Several years ago, I published an article in the Indiana Law Journal called “Taking Politics Religiously: How Free Exercise and Establishment Clause Cases Illuminate the Law of Democracy.” It is an example of what I mean by building constitutional bridges: I used themes developed in the religion clause cases – like the “radical” idea that “[f]ree people are entitled to free and diverse thoughts, which government ought neither to constrain nor to direct,” that the Constitution should combat the creation of an outsider class and that it should prevent capture and exploitation of the machinery of government – to suggest how we ought to think about political party regulation, redistricting and campaign finance.
Now, I want to begin a conversation about two areas of law that might seem rather disconnected from one another: voting rights and reproductive justice. I often joke about that connection: politics, like reproduction, combines lofty goals, deep passions about identity and instincts for self-preservation, increasing reliance on technology and often a need – as the Supreme Court put it in a redistricting case – to “pull” and “haul” rather indelicately at the very end. And of course, it often involves somebody getting screwed.
But it a more serious way, aspects of these two areas of law have followed a parallel doctrinal arc: one that may open us up to new ways of thinking about the Constitution and justice. Here, I want to focus on what have come to be called “first generation” voting rights issues – claims about the ability to register, to vote and to have a ballot counted (as opposed to the second-generation issues involved in redistricting) – and abortion rights.
Both voting rights and abortion rights lie at the core of self-determination. The joint opinion in Planned Parenthood v. Casey points to “[t]he ability of women to participate equally in the economic and social life of the Nation” that “has been facilitated by their ability to control their reproductive lives” and celebrates “the capacity of women to act in society.” That participation and capacity are political in a profound way. And just as control over their reproductive rights enables women to participate effectively in politics, so effective participation in politics is critical to ensuring women’s continued control over their reproductive lives. If people had forgotten that relationship, the election of Donald Trump and Mike Pence and the efforts to defund Planned Parenthood should remind them of it. So both areas of law are “stereoscopic,” by which I mean they lie at the intersection of concerns about individual rights and concerns about group equality.
The arcs of doctrinal development in the two areas have had three striking parallels. The first is that both were areas where the Burger Court adopted heightened judicial scrutiny because of the fundamentality of the rights involved. The second is that in both areas, the Rehnquist and Roberts Courts pulled back, adopting more deferential balancing tests that focused on whether the challenged law imposed an undue burden on exercise of the underlying right. They were also both areas where the right tried jujitsu maneuvers to coopt liberal or progressive values. In the abortion arena, the right advanced purportedly women-protective rationales for restrictive abortion laws. In the political arena, the right advanced arguments about electoral integrity, getting the Supreme Court to claim, without foundation, that (factually unfounded) fears of vote fraud would deter citizens from participating.

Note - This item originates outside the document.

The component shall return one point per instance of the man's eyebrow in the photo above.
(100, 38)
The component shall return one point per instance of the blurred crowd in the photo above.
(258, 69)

But in recent years, courts (including the Supreme Court) have started to recognize that undue burden tests must take account of how people actually live and the interaction of challenged abortion and voting restrictions with socioeconomic disparities. This new, more muscular understanding of undue burden allows us an opportunity, within the confines of current constitutional doctrine, to talk about how economic inequality and poverty undermine constitutional values. Perhaps these areas can become an opening wedge in litigation over the Constitution and constituting of opportunity.